Minkov also found a new dimension. This could be expected, because the WVS did not limit itself to workplace-related questions. There were also questions about happiness and life satisfaction. Minkov called the resulting dimension “Indulgence” versus “Restraint”. Geert included the dimension in the 2010 edition of Cultures and Organizations, Software of the Mind.

Sample questions for the Indulgence versus Restraint dimension (IvR) are “Are you a happy person?”  and, reversely, “Do other people or circumstances ever prevent you from doing what you really want to?”

Listen to Geert tell how he and Michael Minkov (picture) developed the dimension  of Indulgence vs Restraint .

Click here to listen to Geert explain Indulgence vs Restraint

Professional impact

Geert Hofstede’s main creative idea has been to create a new paradigm: linear “dimensions” of culture, in analogy to the three spatial dimensions we all know. This led to easy-to-use scales between roughly 0 and 100 per dimension. The dimensions derived their value from being based on a huge, 40-country well-matched sample of solid empirical data taken from individuals at all organizational levels, then averaged across groups. This has enabled cross-cultural comparisons in a multitude of fields. Geert paradigm of dimensions of culture has since then been replicated by a vast number of researchers, increasing the number of countries covered. It is hard to overestimate the importance of Geert’s contribution.

Dimension are important to Geert. Listen how he explains this, and how people reacted to this model.

Personal Impact

For Geert, the impact that touched him the most, are the personal stories. Many are the cases where people have thanked him for clarifying their minds, changing their lives, or even saving their marriages. In these cases, Geert’s work had helped them to understand the motivation behind their own actions and emotions, as well as those of their partners or colleagues. This helped them to avoid anger and frustration.

Here Geert talks about how important the personal impact of his work is for him personally.

Culture’s Consequences

At 51 years of age, Geert had his first breakthrough. Culture’s Consequences: International Differences in Work-Related Values, was published in 1980 by Sage Publications. It marked the beginning of dimensional comparative cross-cultural study. The book took some years to take off. Today it has gone through all the stages from anathema to acceptance to paradigmatic normal science.

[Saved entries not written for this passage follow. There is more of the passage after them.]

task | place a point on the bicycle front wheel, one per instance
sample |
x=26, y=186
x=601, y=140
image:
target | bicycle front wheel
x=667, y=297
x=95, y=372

Geert reworked Culture’s Consequences after his retirement in 2001, including new work done by researchers who, by then, had started replicating his work. He added the dimension of Long-term versus Short-term orientation. 

Some of the correspondence during the prepublication period of Culture’s Consequences, a title Sara Miller McCune suggested. After 19(!) letters of rejections by other publishers, SAGE Publishing decided to publish the book.

Listen to Geert telling the publication of Culture's Consequences

Cultures and Organizations

Cultures and Organisations, Software of the Mind was published as the “textbook” version of Culture’s Consequences by McGraw Hill in 1991. Its subtitle – Intercultural Cooperation and its Importance for Survival – was proposed by the publisher. Geert was adamant about also including his own subtitle as you can read in the letter.

A second edition was published in 2005, with Gert Jan Hofstede; and a third in 2010 with Gert Jan and Michael Minkov. This 2010 edition is the only book with all six of the dimensions. Because various studies underlie the data, the number of countries differs per dimensions (from 76 to 93).

The different editions were so far translated in: Bulgarian, Chinese, Czech, Korean, Danish, Dutch, Finnish, French, German, Georgian, Hungarian, Italian, Japanese, Norwegian, Polish, Portuguese, Romanian, Spanish, Swedish and Vietnamese.